Diagram EditThe MDCT Band Coder implemented is based in the following pipeline: a PCM sound vector (read from a wav file) is enframed and then calculates the MDCT of the frame returning its modified discrete cosine transform, this values enter in the coder which quantizes the values in the number of bits assigned from the user; this values are written in a .mdct file and can be sent into a decoder to obtain a 16 bit playable wav.
One of the main function of the MDCT Band coder is the coder (function MDCTcoding in MDCT.py). This function receives a path to a wav file (originalFile), number of bands to divide the MDCT (numBands), frame length (N), number of bits per sample to quantize (bits) and the output name (codedFile). This values are set to default to make quick tests (originalFile is drumsA.wav in the sounds directory, numBands is 5, N is 1024, bits is 16 and codedFile is yourfile.mdct).
First of all it creates an Output directory, in case there is no folder named like that, and adapts the output file to be saved under this directory. Then informs the user through the terminal that the file has started to be encoded and reads the wav input file 'originalFile' using the function wavread .

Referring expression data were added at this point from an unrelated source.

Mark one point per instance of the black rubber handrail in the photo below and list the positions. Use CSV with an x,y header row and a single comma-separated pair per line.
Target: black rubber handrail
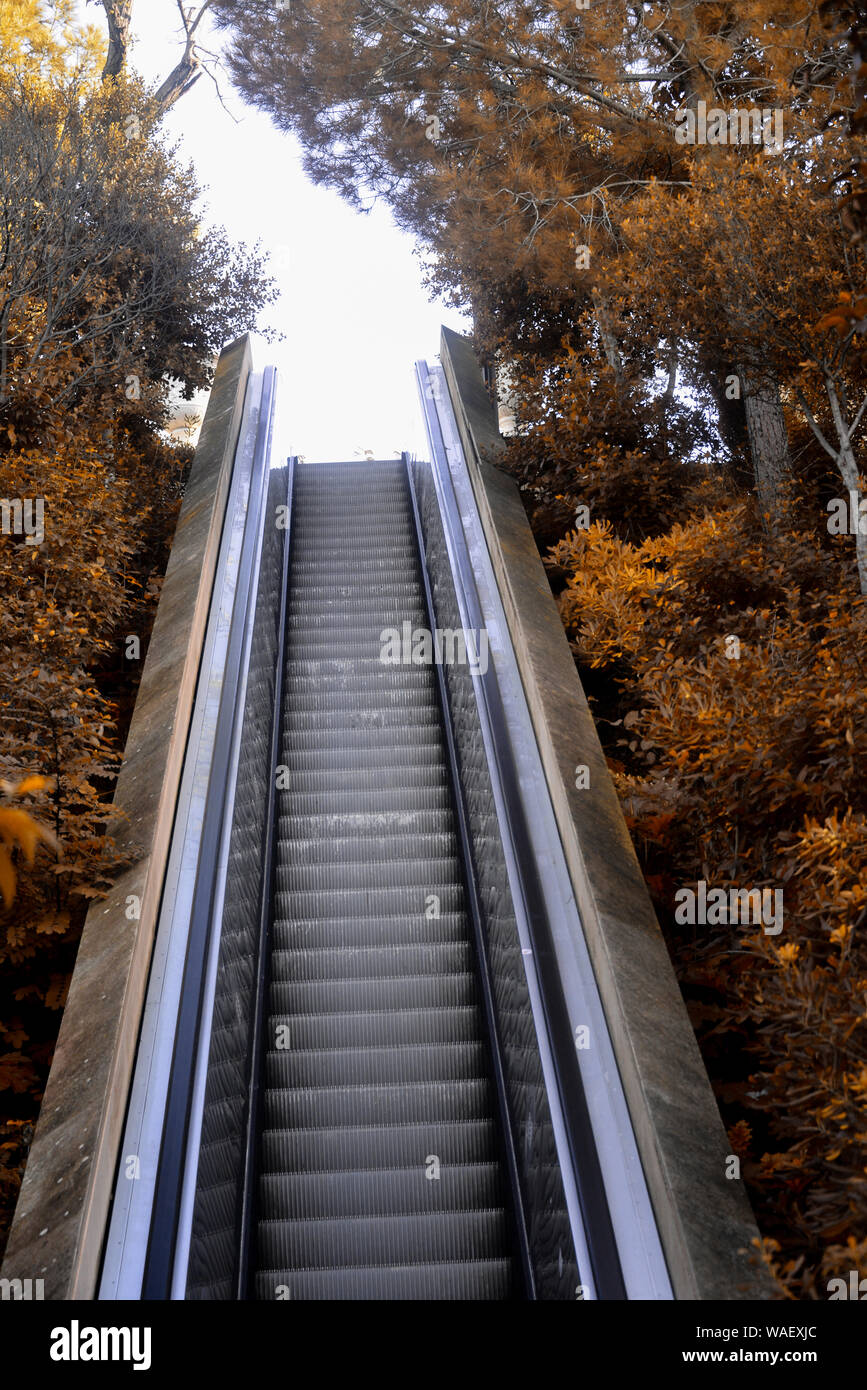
x,y
161,1243
587,1169
248,1193
461,815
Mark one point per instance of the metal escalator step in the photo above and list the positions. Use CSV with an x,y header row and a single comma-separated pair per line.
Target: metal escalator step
x,y
342,849
367,902
353,724
361,779
480,1280
360,1147
361,826
381,995
398,1027
385,1193
388,876
384,1240
377,931
350,961
410,1102
367,801
377,1066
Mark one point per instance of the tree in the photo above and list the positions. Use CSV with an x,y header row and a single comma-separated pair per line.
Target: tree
x,y
509,135
104,280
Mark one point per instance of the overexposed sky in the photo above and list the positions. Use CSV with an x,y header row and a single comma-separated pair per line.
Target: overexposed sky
x,y
352,305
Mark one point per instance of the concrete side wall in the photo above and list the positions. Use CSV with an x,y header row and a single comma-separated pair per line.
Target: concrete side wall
x,y
705,1221
60,1221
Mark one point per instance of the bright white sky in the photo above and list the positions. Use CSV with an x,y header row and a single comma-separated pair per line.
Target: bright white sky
x,y
352,305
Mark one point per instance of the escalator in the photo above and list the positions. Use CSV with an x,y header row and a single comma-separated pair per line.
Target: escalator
x,y
360,1070
380,1168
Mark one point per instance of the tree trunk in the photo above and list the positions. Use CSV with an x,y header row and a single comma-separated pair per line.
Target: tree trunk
x,y
767,437
609,341
118,14
849,473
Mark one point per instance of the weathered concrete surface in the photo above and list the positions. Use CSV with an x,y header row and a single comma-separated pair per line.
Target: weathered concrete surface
x,y
705,1221
60,1221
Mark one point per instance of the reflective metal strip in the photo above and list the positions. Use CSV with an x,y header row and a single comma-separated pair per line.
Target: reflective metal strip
x,y
128,1232
639,1248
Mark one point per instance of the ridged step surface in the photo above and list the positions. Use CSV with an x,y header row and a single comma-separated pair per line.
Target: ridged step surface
x,y
380,1158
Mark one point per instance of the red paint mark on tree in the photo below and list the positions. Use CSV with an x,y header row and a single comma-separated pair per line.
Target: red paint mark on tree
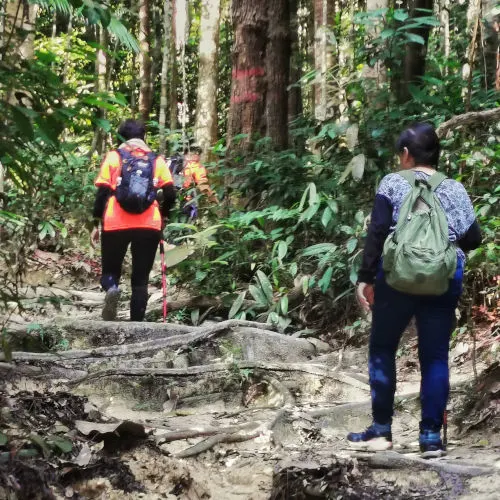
x,y
240,74
247,97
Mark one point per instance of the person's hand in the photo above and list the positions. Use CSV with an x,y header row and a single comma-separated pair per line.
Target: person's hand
x,y
366,295
95,237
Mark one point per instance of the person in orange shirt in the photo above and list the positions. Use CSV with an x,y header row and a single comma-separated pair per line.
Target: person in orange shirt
x,y
126,207
194,178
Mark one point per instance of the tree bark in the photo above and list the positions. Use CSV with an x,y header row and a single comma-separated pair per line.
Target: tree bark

After that the function enframes the audio signal using a triangular window to avoid artifacts in the edges and obtains the number of frames to encode.
Before starting to encode all the values from the loaded PCM sound, the function creates a binary file using the functions defined in the first section. In this file it includes the header with the following information needed to decode the body data of the file: sampling frequency (needed to write the wav file in the decoding), frame length (needed to unframe the signal), number of bits used for the quantization, number of bands divisions of the MDCT and number of frames of the file.
Then, for every frame it computes the MDCT normalized to avoid clipping. Then separates the MDCT in the number of bands defined, applies a gain to each band to use better the quantification range, and quantizes every sample using the function midtread_quantizer_2 and finally writes this MDCT data into the file.
Every 10 frames, an information about the encoding status should be displayed in the terminal. When it has finished encoding it also displays information.
Then it flushes the stream and close the file and finally the function return the path to the coded file.
The bitstream format of the .mdct files is composed by a header with information needed to decode and then a body with the quantized frames.
- 16 bits to represent the sampling frequency.
- 12 bits to represent the length of each frame (N).
- 8 bits to represent the number of bits used for the quantization (R).
- 8 bits to represent the number of bands divisions of the FFT.
- 26 bits to represent the number of frames of the file.
Total number of bits for the header: 70 bits.
For each frame:
- R*(N/2) bits for the quantized MDCT.
Total number of bits for the body = (number of frames)*(R*N/2) bits.
Total number of bits for the file: 70 + (number of frames)*(R*N/2) + padding bits.
The other main function of the MDCT Band coder is the decoder (function MDCTdecoding in MDCT.py). This function receives a path to a .mdct file (filename).
The decoder first of all checks if the input file exists, and creates the Output directory if this does not exist. Then it informs the user that it has started to decode.
Then the function dequantizes our signal using the function midtrad_dequantizer, it recovers the original gain and then applies the inverse MDCT. In this case the user should see a status in the terminal as well.
After that it joing all frames into an output vector, it verifies if there is clipping and in case of clipping it normalizes the output sound vector. Finally it writes the output sound into a wav using the function wavwrite and returns the path of the coded file.